Egypt's opposition should reconsider calls to boycott parliamentary elections, an Arabic-language columnist says. Other topics: the Muslim Brotherhood threat and the power of dialogue.
Election boycott would be poor judgement
The Egyptian opposition's decision to boycott the forthcoming parliamentary elections would be a "big mistake", not just because it would hurt the opposition's best interests, but also because it runs counter to proper democratic process, according to Ahmed Sayyed Ahmed, a columnist with the Cairo-based newspaper Al Ahram.
The parties that make up the Salvation Front, the main opposition block that is highly sceptical of the politics and agenda of the ruling Muslim Brothers, have "real and legitimate concerns", the columnist wrote yesterday.
The opposition is worried about the integrity and transparency of the elections, particularly after its demand to form a neutral "national salvation cabinet" to oversee the elections was rejected.
Still, boycotting the elections is not the best option at this stage, the author said.
"Firstly, the involvement of the opposition in the elections - especially the Salvation Front parties - does not mean giving up demands, bowing to those in power or accepting the status quo," he observed. "It would rather be a positive act of amending the disfigured and dysfunctional political process in Egypt."
In fact, the opposition has a fair shot at winning a parliamentary majority at these elections, which would allow it to form a new government and amend divisive constitutional provisions.
"Secondly, the opposition's participation will be enough to refute the Islamist parties' argument that the opposition does not have the courage to engage the ballot box due to its supposed low street credibility.
"The opposition is accused of placing its bets on a dragging revolutionary process, complete with demonstrations and acts of public disobedience, because it has nothing else to bet on."
By entering the parliamentary race, the opposition will not only dig holes into that rhetoric, it will also be able to demonstrate its appeal and power to mobilise the population, the columnist argued.
Of course, this is all easier said than done. To be able to make the most out of its run for office, the opposition has to "intelligently capitalise on the confusion and nervousness that have characterised the way the Islamists in power have run the economic and political affairs of the country" in recent times.
The opposition also has to remember that no true democracy can exist if a certain balance between a powerful ruling party (or coalition) and a solid opposition is not there, the writer noted.
"The core of the Egyptian predicament today is that neither one of these two is practicing democracy - or just politics, for that matter - in a proper manner," the writer went on.
"What is happening now is that the ruling party is acting like the only player in the field … while the opposition's only goal is to make that player falter."
GCC states work to contain Brotherhood
In Egypt, as in Tunisia, the situation is spiralling downwards as the ruling Muslim Brotherhood parties in both countries are evoking serious fears with their tendencies to monopolise power, said Dr Ali Al Tarrah in a column for the Abu Dhabi daily Al Ittihad.

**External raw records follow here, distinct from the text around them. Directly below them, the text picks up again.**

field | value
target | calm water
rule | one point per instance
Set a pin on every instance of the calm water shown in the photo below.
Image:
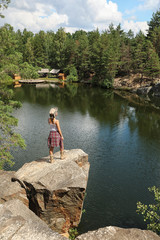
(122, 140)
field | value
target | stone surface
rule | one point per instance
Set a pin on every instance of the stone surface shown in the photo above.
(56, 191)
(115, 233)
(155, 91)
(10, 190)
(144, 90)
(17, 222)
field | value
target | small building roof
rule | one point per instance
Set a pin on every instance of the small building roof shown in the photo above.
(44, 70)
(55, 71)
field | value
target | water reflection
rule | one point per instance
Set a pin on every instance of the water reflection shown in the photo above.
(121, 137)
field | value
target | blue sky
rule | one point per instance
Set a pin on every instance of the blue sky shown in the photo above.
(79, 14)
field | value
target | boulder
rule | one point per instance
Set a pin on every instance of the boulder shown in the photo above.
(144, 90)
(17, 222)
(56, 190)
(155, 91)
(10, 190)
(115, 233)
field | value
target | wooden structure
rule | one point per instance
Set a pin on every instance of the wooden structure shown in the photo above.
(43, 72)
(62, 76)
(17, 84)
(16, 76)
(55, 71)
(31, 81)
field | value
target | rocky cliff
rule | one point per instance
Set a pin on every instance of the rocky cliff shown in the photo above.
(54, 192)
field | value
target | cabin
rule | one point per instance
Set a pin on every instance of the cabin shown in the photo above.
(55, 72)
(16, 77)
(43, 72)
(62, 76)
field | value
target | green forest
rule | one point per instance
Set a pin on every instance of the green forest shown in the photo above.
(98, 56)
(104, 55)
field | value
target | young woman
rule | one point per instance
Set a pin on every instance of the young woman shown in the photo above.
(55, 138)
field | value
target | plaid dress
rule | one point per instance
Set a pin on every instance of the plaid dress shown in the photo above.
(55, 140)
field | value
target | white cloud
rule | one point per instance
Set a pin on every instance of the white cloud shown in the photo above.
(43, 17)
(149, 5)
(101, 11)
(71, 14)
(135, 26)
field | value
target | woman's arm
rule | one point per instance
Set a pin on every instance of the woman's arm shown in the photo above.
(59, 129)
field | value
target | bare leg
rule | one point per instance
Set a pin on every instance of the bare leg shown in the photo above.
(51, 154)
(51, 151)
(62, 152)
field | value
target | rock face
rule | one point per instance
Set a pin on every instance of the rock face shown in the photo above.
(56, 191)
(17, 222)
(10, 190)
(115, 233)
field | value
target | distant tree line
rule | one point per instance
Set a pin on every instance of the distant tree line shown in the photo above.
(82, 54)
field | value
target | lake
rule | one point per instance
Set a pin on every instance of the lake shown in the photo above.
(122, 140)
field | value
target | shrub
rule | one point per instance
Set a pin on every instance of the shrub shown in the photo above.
(151, 212)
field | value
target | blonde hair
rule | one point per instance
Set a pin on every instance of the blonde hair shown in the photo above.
(51, 118)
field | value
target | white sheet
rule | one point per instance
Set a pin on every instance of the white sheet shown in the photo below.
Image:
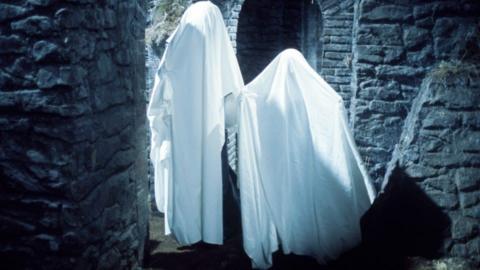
(186, 114)
(302, 183)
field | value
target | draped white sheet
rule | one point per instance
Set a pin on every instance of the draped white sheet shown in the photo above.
(302, 183)
(186, 114)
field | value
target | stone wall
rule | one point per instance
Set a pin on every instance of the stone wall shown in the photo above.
(395, 44)
(440, 149)
(72, 134)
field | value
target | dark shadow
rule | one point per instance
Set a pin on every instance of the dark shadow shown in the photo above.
(402, 222)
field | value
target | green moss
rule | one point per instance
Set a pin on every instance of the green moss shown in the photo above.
(165, 18)
(447, 70)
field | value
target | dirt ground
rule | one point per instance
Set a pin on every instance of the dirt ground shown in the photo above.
(166, 254)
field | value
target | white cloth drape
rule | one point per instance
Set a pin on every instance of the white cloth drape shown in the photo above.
(302, 183)
(186, 114)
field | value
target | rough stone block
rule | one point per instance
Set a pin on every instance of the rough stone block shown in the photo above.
(467, 179)
(464, 228)
(385, 34)
(34, 25)
(386, 13)
(45, 50)
(12, 44)
(8, 12)
(414, 37)
(469, 199)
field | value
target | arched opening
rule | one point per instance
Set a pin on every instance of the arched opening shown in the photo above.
(266, 27)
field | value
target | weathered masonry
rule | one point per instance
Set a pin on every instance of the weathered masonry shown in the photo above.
(73, 182)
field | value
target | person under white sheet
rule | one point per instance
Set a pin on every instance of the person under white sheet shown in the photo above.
(186, 114)
(302, 183)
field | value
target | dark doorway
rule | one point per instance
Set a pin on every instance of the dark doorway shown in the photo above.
(266, 27)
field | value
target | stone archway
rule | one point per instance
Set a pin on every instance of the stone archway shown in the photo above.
(266, 27)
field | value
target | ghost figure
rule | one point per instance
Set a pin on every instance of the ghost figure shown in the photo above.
(186, 114)
(302, 183)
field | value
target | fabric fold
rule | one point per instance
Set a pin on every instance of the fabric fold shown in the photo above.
(302, 183)
(186, 115)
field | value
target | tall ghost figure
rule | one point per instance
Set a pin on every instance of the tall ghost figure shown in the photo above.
(186, 113)
(302, 183)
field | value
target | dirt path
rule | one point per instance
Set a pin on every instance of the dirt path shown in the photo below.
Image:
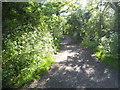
(77, 67)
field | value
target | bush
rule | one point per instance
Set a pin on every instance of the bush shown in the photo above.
(27, 53)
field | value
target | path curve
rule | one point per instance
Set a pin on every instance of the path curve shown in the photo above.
(77, 67)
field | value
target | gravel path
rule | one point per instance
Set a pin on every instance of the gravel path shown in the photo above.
(77, 67)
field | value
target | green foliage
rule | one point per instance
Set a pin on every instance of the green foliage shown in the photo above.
(30, 40)
(25, 54)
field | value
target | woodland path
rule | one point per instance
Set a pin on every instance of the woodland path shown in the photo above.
(77, 67)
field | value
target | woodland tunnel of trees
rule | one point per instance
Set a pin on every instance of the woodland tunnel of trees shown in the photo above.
(32, 33)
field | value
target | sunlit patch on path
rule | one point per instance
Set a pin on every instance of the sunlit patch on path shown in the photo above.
(77, 67)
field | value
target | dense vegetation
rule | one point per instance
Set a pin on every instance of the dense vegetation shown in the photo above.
(32, 32)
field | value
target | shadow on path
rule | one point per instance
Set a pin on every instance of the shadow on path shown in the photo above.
(77, 67)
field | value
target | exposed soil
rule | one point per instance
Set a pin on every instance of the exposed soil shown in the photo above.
(77, 67)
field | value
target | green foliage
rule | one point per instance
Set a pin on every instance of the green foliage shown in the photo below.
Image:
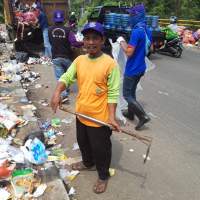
(184, 9)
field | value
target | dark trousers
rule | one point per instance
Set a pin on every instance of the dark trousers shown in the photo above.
(129, 87)
(95, 146)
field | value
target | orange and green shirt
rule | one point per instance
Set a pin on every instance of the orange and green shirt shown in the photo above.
(98, 84)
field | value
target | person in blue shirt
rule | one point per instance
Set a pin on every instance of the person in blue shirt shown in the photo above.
(43, 22)
(135, 66)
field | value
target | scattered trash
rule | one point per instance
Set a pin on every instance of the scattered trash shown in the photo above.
(6, 169)
(144, 156)
(40, 191)
(44, 102)
(67, 120)
(34, 151)
(37, 86)
(56, 122)
(112, 172)
(71, 161)
(4, 194)
(152, 115)
(164, 93)
(72, 191)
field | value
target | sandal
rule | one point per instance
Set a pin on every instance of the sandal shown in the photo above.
(100, 186)
(80, 167)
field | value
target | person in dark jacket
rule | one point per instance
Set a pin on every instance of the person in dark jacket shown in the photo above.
(61, 40)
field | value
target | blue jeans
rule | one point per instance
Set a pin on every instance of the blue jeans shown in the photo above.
(129, 87)
(47, 45)
(60, 67)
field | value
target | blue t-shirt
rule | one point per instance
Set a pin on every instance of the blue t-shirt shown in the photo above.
(136, 63)
(43, 21)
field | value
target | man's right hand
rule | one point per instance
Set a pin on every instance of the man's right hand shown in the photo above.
(55, 101)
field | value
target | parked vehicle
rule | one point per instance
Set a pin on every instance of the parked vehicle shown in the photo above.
(173, 47)
(164, 45)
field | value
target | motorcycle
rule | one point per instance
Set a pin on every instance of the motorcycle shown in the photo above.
(172, 47)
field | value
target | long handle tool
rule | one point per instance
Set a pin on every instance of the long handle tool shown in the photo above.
(144, 139)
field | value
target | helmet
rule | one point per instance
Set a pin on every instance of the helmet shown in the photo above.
(58, 16)
(173, 20)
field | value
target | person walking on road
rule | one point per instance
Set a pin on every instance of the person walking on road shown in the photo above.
(98, 79)
(61, 40)
(43, 21)
(135, 66)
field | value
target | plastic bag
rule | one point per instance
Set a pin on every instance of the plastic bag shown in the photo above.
(34, 151)
(120, 57)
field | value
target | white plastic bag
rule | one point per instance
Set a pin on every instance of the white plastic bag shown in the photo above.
(120, 57)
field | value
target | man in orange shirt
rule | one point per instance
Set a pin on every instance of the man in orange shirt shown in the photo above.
(98, 79)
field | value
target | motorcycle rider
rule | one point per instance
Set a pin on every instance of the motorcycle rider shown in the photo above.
(173, 24)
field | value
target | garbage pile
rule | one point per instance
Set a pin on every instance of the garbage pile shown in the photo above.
(12, 71)
(17, 179)
(43, 61)
(189, 37)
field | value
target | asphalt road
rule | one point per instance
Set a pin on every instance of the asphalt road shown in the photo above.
(171, 95)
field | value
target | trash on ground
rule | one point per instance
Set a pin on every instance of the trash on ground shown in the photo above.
(4, 194)
(56, 122)
(68, 120)
(75, 146)
(40, 190)
(72, 191)
(34, 151)
(112, 172)
(144, 156)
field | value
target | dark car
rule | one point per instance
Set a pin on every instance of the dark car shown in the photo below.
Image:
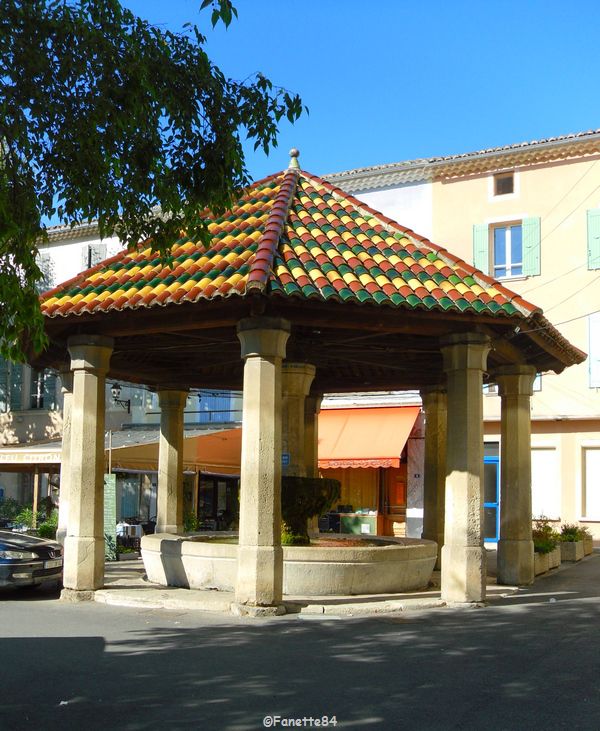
(28, 561)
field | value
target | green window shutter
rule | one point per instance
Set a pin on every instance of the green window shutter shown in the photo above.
(531, 246)
(15, 386)
(4, 396)
(50, 401)
(594, 239)
(481, 247)
(594, 349)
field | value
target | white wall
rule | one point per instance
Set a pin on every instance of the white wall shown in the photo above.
(410, 204)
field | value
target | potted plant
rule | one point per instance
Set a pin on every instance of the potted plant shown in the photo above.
(571, 544)
(545, 545)
(588, 540)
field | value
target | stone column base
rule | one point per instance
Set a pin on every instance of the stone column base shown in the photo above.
(260, 576)
(73, 595)
(463, 574)
(515, 562)
(83, 563)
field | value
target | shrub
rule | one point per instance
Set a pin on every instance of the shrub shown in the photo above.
(9, 508)
(48, 528)
(570, 532)
(292, 539)
(303, 498)
(545, 538)
(26, 518)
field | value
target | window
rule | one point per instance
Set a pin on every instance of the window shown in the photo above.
(507, 251)
(508, 248)
(504, 184)
(594, 349)
(43, 390)
(92, 254)
(591, 483)
(10, 386)
(594, 239)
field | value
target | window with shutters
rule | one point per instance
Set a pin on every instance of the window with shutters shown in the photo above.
(92, 254)
(594, 349)
(507, 249)
(43, 390)
(10, 386)
(594, 239)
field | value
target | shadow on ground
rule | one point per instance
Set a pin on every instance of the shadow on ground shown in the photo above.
(525, 662)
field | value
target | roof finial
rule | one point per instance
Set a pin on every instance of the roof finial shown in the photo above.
(294, 155)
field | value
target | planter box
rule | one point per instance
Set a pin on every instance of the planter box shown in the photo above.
(554, 558)
(571, 550)
(132, 556)
(541, 565)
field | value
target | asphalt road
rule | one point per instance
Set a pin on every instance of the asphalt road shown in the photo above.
(531, 661)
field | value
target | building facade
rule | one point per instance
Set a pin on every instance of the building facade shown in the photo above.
(529, 216)
(31, 400)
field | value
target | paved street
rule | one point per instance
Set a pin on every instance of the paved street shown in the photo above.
(528, 661)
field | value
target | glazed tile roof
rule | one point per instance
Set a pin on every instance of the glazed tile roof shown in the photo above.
(292, 235)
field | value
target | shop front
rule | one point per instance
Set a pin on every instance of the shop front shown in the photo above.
(369, 450)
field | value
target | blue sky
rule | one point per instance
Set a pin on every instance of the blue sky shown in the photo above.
(394, 80)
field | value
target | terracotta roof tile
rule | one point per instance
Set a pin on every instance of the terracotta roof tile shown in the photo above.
(292, 235)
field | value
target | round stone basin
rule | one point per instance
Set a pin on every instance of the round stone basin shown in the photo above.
(381, 566)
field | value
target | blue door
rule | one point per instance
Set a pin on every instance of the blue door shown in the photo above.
(491, 499)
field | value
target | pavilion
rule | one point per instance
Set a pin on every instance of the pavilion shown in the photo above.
(304, 290)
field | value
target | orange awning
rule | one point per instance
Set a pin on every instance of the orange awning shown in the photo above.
(373, 437)
(215, 452)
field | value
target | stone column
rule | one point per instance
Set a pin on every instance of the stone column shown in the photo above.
(66, 387)
(260, 557)
(434, 484)
(515, 547)
(84, 542)
(463, 554)
(295, 385)
(169, 492)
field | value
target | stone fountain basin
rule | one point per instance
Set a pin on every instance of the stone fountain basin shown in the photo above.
(200, 562)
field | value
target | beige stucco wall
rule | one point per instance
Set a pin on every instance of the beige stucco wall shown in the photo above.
(566, 412)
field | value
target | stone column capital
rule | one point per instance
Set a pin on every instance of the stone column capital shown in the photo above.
(313, 402)
(90, 352)
(465, 351)
(297, 378)
(515, 380)
(263, 337)
(431, 396)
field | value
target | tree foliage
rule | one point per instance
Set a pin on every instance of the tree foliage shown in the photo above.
(106, 117)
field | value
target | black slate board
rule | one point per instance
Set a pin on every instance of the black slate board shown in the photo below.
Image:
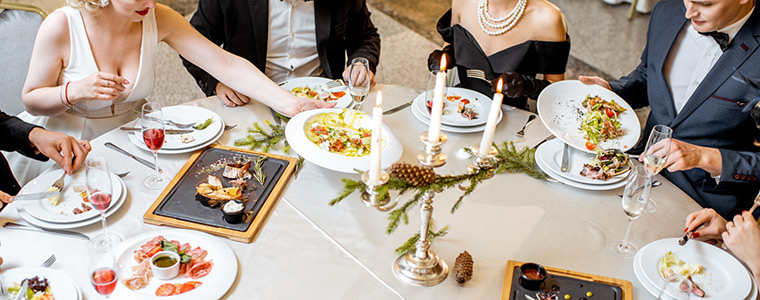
(180, 202)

Islamist movements in Tunisia and Egypt are still struggling with their new-found power. Meanwhile, the secular opposition movements are failing to produce a unified front and a clear vision for a solution to the unnatural challenges facing the Arab region.
"The Brotherhood's big mistake was that they let themselves be entranced by victory, which led them to ignore other political powers that were instrumental in bringing down previous regimes," said the writer.
The Brotherhood would be ill-advised to hold on to their traditional rhetoric claiming they are the sole legitimate deliverers of society. More importantly, their religious speech and their vision for the Islamic state must be revised.
Apprehension about the Brotherhood's rise has never been more acute than it is in the Gulf Cooperation Council states at present, especially with the noticeable transformation in the relationship of respective states with religious institutions.
Political leaderships in the Gulf are working towards downsizing the influence of clerics with the aim of bringing about internal balance. It is a message to the Brotherhood, which is attempting to present itself as the new ally.
Arab world plagued by a lack of dialogue
Democracy involves dialogue between people with contrasting views. Some Arabs, however - even after the Arab Spring - are still resorting to silencing people they disagree with using the methods of arrest, repression and liquidation, noted Jamal Boudouma, a columnist with the Moroccan paper Al Massae.
Successful revolutions in history have been preceded by intellectual movements - reference points that inspire players and illuminate their ways to a better future, he remarked.
Yet the uprisings that the Arab world has seen are beset with a lack of intellectual references, apart from a loose aspiration for freedom and democracy.
This is why it was the Islamists, having a clear reference point, who have reaped its fruits, and hence the fear among many that liberal and socialist dictatorships have been replaced by fundamentalist ones.
Dialogue entails efforts to know "the other" and understand their points and convictions.
Persecution seems to be the only answer possible to deal with people with different opinions in the Arab world; the powerful annihilate the weak.
This is probably why Syria has had to pay with more than 70,000 lives so that the warring parties finally understand that there is something called "dialogue".